A collection of Python scripts to download, cleanup, and somewhat structure the RePEc dataset. The data is downloaded into an SQLite database, so it is possible to use SQL queries to analyse the data. E.g.,

SELECT count(*) FROM papers JOIN papers_jel USING (pid) WHERE year = 2010  AND code = 'D43'

will show how many papers were written in 2010 about oligopolistic markets.

Getting Started


python init
python update

to setup an empty SQLite database, repec.db, and to download the full RePEc dataset into it (takes a while). See

python init --help
python update --help

for available options.

Non-standard Dependencies

The scripts use cld2-cffi for automatic language detection, and curl for downloading from FTP sites. curl is used instead of requests, because requests cannot handle some of the FTP sites out there.

Update Process

The script downloads the data using breadth-first approach. First, the names of all the available ReDIF files are downloaded from the RePEc FTP and saved in table repec. Second, all the files from table repec are downloaded from the RePEc FTP and are used to fill in table series. Among other data, table series will contain URLs where the data on particular series can be found. Unique URLs are then saved in table remotes. Third, all unique URLs will be visited to collect the listings of the final ReDIF documents. These listings are saved in table listings. Fourth, all the files from table listings are downloaded, processed, and saved in tables papers, authors, and papers_jel.

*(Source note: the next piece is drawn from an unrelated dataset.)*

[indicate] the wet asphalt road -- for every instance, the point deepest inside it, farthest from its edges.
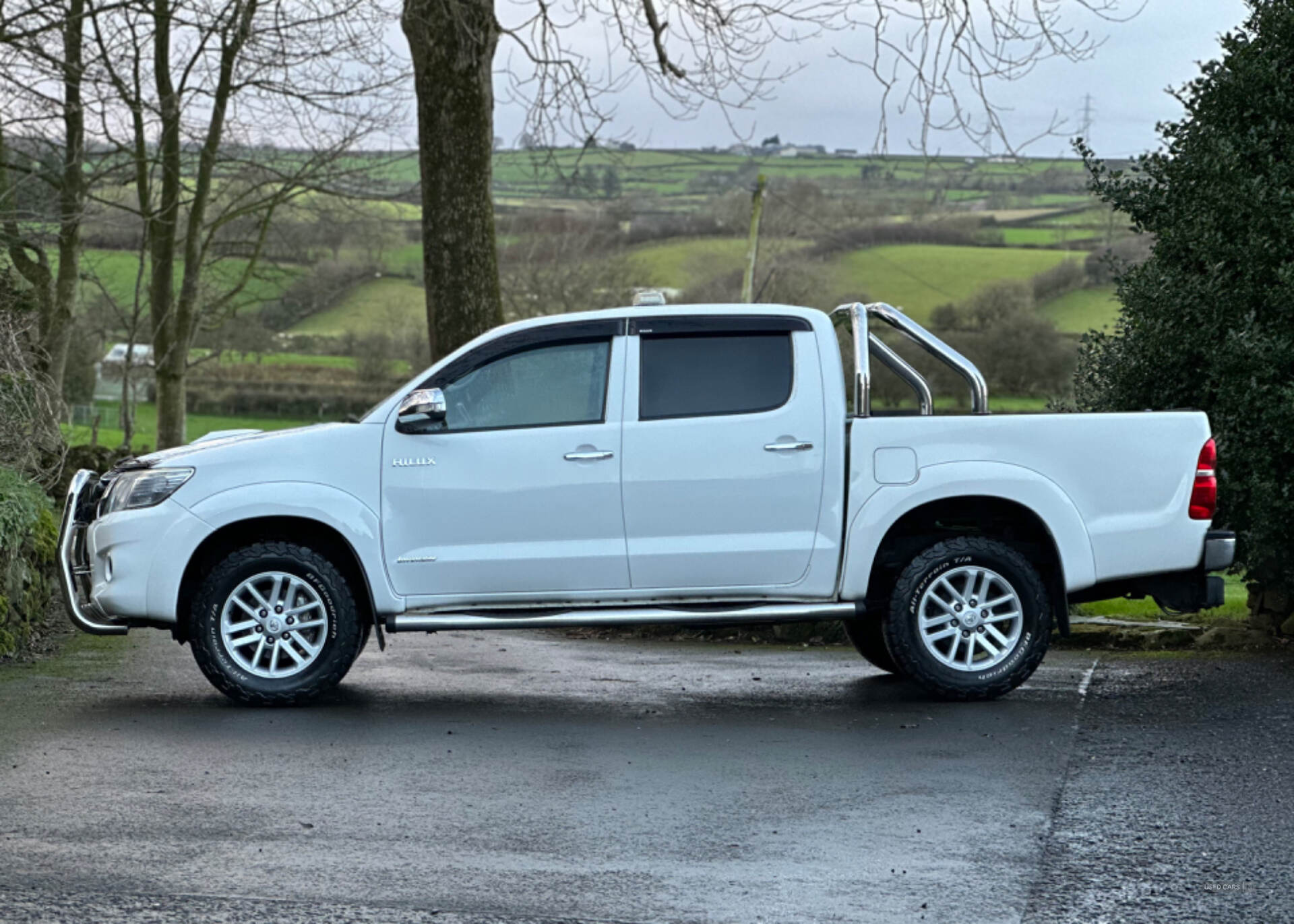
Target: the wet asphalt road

If an update is interrupted during the last stage, you can run

python update --papers

and the update should resume from where it has stopped.

Incremental updates are currently not supported, however it is possible to perform a full update on an existing database. Paper records that are obsolete, i.e. those that can no longer be reached from the initial list of series from the RePEc FTP, are not pruned. This is done on purpose as on some days some participating websites work, and on other days they don't.

Downloaded records are saved as is in papers.redif (z-compressed). Additionally, the records are cleaned up and partially destructured into the respective fields. The cleanup steps include, among other:

  • stripping html tags;
  • language auto-detection (using cld2-cffi);
  • jel codes extraction.


The SQLite database will contain the following tables.

Table Description
repec A list of ReDIF files from RePEc FTP.
series Content of ReDIF files from RePEc FTP.
remotes A list of URLs that host RePEc data.
listings File listings from the sites in remotes.
papers Titles, abstracts, etc. of economic papers.
authors Author names.
jel JEL codes.
papers_jel Correspondence between papers and jel.


  • The other day, I made a web page where you can check trends in economics. It's like a toy version of google trends but then based on words from titles and abstracts from RePEc. Some trends are suggestive, e.g. it's all about new results.

See Also

There is also an official Perl script for downloading the data, see remi. Remi is aimed at downloading ReDIF files, whereas the current set of scripts is aimed at downloading and partially processing the files, with the idea of using an SQLite backend to track progress and to store the final results.